Mammalian cells have been used widely as biopharmaceutical cell factories due to their ability to make complex biotherapeutic proteins with human-compatible modifications. However, their application for some products has been hampered by low protein yields. Numerous studies have aimed to characterize cellular bottlenecks in the hope of boosting protein productivity, but the complexity of the underlying pathways and the diversity of the modifications have complicated cell engineering when relying solely on traditional methodologies. Incorporating omics-based and systems approaches into cell engineering can provide valuable insights into desirable phenotypes of cell factories. Here, we discuss cell engineering strategies for enhancing protein productivity in mammalian cell factories, particularly CHO and HEK293, and the opportunities and limitations of the genome-wide screening and multi-omics approaches for guiding cell engineering. Systems biology strategies will also be discussed to show how they refine our understanding of the cellular mechanisms which will aid in effective engineering strategies.

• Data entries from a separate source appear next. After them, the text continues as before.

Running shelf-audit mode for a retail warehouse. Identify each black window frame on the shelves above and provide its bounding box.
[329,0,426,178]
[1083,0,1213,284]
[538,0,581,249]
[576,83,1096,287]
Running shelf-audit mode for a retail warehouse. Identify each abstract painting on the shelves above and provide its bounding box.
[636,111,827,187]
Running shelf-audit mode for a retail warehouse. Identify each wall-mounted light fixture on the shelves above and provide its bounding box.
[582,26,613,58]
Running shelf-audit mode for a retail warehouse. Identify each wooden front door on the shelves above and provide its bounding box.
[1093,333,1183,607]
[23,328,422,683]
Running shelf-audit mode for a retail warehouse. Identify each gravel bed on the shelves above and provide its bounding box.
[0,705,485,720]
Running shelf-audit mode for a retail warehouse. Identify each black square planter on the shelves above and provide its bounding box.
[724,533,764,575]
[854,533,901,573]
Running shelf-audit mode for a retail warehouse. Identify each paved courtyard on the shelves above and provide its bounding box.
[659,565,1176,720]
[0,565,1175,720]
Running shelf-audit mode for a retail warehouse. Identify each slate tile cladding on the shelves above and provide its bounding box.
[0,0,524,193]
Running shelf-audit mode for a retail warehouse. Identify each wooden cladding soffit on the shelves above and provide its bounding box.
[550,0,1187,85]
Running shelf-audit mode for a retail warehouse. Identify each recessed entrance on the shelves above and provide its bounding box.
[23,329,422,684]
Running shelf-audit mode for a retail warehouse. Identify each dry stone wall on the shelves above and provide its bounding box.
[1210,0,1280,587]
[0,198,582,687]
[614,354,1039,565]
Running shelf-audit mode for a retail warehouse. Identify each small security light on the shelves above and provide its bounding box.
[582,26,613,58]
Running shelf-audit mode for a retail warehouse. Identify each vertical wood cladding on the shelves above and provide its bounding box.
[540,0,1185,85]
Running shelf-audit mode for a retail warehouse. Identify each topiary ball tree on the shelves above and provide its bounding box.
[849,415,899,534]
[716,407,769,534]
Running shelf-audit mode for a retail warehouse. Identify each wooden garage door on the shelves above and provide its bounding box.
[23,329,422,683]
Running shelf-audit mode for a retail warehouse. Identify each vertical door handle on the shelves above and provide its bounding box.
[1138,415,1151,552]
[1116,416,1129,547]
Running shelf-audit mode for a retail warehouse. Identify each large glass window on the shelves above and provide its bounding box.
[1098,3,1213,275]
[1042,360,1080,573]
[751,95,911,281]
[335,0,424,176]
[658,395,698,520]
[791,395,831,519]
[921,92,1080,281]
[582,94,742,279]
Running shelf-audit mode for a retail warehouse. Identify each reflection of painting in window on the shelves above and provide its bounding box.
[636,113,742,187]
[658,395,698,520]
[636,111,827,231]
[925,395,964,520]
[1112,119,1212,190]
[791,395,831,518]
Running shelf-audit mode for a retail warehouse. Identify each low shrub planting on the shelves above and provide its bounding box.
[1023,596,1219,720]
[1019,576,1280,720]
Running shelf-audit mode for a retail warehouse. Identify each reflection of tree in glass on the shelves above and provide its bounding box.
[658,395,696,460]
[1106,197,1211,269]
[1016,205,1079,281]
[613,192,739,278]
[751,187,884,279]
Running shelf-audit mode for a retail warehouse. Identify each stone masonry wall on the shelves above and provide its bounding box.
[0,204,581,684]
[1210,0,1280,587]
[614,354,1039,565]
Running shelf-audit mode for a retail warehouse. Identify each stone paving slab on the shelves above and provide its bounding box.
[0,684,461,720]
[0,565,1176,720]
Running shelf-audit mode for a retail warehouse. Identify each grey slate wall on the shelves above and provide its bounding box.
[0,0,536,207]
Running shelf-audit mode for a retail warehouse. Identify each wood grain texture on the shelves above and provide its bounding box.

哺乳动物细胞因其能够制造具有人类相容性修饰的复杂生物治疗蛋白质而被广泛用作生物制药细胞工厂。然而，它们在某些产品中的应用因蛋白质产量低而受到阻碍。许多研究旨在表征细胞瓶颈，以期提高蛋白质生产率，但当仅依靠传统方法时，潜在途径的复杂性和修饰的多样性使细胞工程变得复杂。将基于组学的系统方法纳入细胞工程中可以为细胞工厂的理想表型提供有价值的见解。在这里，我们讨论了提高哺乳动物细胞工厂蛋白质生产力的细胞工程策略，特别是 CHO 和 HEK293，以及用于指导细胞工程的全基因组筛选和多组学方法的机会和局限性。还将讨论系统生物学策略，以展示它们如何完善我们对细胞机制的理解，这将有助于有效的工程策略。